Israel, the U.S. and the U.N. have made many offers of peace and statehood — in 1947, 2000 and 2008. The Palestinians rejected all of them. Why? Because, as they’ve made clear, they don’t want their own country alongside Israel. They want a country in place of Israel. They want the end of the Jewish state, to which Israel obviously will not agree.
The “international community” falsely blames Israeli “settlements” and “settlers” for preventing peace. Last February, U.S. President Joe Biden issued an executive order imposing sanctions on several individual Israelis and Israeli organizations, alleging “high levels of extremist settler violence.” Last week, the G7 released a statement saying, “The government of Israel’s settlement program is inconsistent with international law and counterproductive to the cause of peace.” None of this is true. Israel’s communities in Judea and Samaria are 100 percent legal, nor do their residents inhibit peace.
In international law, an occupation exists when one country illegally controls the territory of another. Judea and Samaria were never legally controlled by another country — certainly not by the Palestinians — thus there is no occupation. Remember, too: This territory is the ancestral homeland of the Jewish people. You cannot “occupy” your own indigenous homeland.
Furthermore, violence by Israeli residents in the territory has decreased by nearly 50%. Between Oct. 7, 2022 and Feb. 24, 2023, authorities recorded 489 incidents of nationalist crime committed by Jews in Judea and Samaria. But a year later, authorities registered only 256 such incidents in the same period.
In contrast, as David Weinberg notes in Israel Hayom, “harassment and vandalism by some angry settlers pales in comparison to more than 5,000 Palestinian bomb, car-ramming, knifing and shooting attacks a year aimed at killing Israeli civilians in Judea and Samaria.”
While slamming Israel for “occupying” Judea and Samaria, the international community ignores the Palestinians’ illegal efforts to take over the territory. The Palestinians are illegally building in Area C of Judea and Samaria, which Israel fully controls per the Oslo Accords. There are now 90,000 illegally built Palestinian homes in Area C.
This illegal construction is designed to change the map of Area C, putting Palestinians in areas that formerly had no Arab presence, physically dividing Israeli communities and encroaching on access routes. While ostensibly an attempt to prevent the partition of Judea and Samaria as part of a prospective two-state solution — in essence, the Palestinians are “colonizing” land they have never owned.

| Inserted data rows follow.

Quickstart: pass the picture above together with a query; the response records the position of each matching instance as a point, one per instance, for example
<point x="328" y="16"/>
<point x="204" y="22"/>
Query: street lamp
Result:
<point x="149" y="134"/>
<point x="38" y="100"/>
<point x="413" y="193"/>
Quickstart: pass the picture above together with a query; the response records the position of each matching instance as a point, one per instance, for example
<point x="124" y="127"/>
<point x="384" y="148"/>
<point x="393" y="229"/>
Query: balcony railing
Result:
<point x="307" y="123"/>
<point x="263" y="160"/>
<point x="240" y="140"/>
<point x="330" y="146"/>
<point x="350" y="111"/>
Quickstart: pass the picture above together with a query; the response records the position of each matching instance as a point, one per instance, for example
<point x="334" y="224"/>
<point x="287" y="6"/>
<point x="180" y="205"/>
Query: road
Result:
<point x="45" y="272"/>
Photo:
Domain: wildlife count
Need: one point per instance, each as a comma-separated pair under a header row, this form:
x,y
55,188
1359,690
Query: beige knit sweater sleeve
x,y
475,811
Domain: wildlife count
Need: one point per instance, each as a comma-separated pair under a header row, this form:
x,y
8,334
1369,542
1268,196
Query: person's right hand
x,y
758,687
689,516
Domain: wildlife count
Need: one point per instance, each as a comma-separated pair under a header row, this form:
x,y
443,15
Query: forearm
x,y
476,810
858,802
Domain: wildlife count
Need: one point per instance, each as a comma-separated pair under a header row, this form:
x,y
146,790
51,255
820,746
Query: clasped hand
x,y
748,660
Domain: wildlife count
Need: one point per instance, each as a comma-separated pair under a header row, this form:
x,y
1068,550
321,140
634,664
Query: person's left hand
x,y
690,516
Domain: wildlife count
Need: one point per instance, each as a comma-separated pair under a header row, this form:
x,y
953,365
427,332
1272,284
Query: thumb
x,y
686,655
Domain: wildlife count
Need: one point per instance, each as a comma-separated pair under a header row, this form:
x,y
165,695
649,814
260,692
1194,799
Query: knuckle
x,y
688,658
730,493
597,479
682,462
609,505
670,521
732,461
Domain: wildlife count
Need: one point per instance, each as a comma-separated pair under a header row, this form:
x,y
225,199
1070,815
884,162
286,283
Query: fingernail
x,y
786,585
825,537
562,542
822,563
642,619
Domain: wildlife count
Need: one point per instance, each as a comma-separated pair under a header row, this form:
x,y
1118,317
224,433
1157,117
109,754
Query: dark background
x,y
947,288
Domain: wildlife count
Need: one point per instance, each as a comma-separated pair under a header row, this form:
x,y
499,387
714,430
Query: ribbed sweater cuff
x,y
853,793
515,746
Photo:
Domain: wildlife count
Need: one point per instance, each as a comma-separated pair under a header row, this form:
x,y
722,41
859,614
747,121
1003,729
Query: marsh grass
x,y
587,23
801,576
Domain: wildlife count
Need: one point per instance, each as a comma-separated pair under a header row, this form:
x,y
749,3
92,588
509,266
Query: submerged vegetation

U.N. members who truly want to help the Palestinians achieve self-determination should take the following steps: First, do not reward the Palestinians for atrocities against Israel by recognizing a Palestinian state that lacks the infrastructure or cultural will to exist.
Second, make funding to the Palestinians conditional on reform: Reform of their governmental institutions to weed out corruption and authoritarianism. Reform to their education system and media to eliminate antisemitism and support for terrorism. Reform to security services so they can gain back control of their own territory.
Third, support efforts to create a self-sustaining Palestinian economy, in which gainful employment and adding social value are rewarded, rather than terrorist pay-for-slay “resistance.”
It is the Palestinians themselves, not Israel, who are impeding their self-determination. Their top goal should be building viable state institutions, not conquering the most successful state in the region.
James Sinkinson is president of Facts and Logic About the Middle East (FLAME), which publishes educational messages to correct lies and misperceptions about Israel and its relationship to the United States.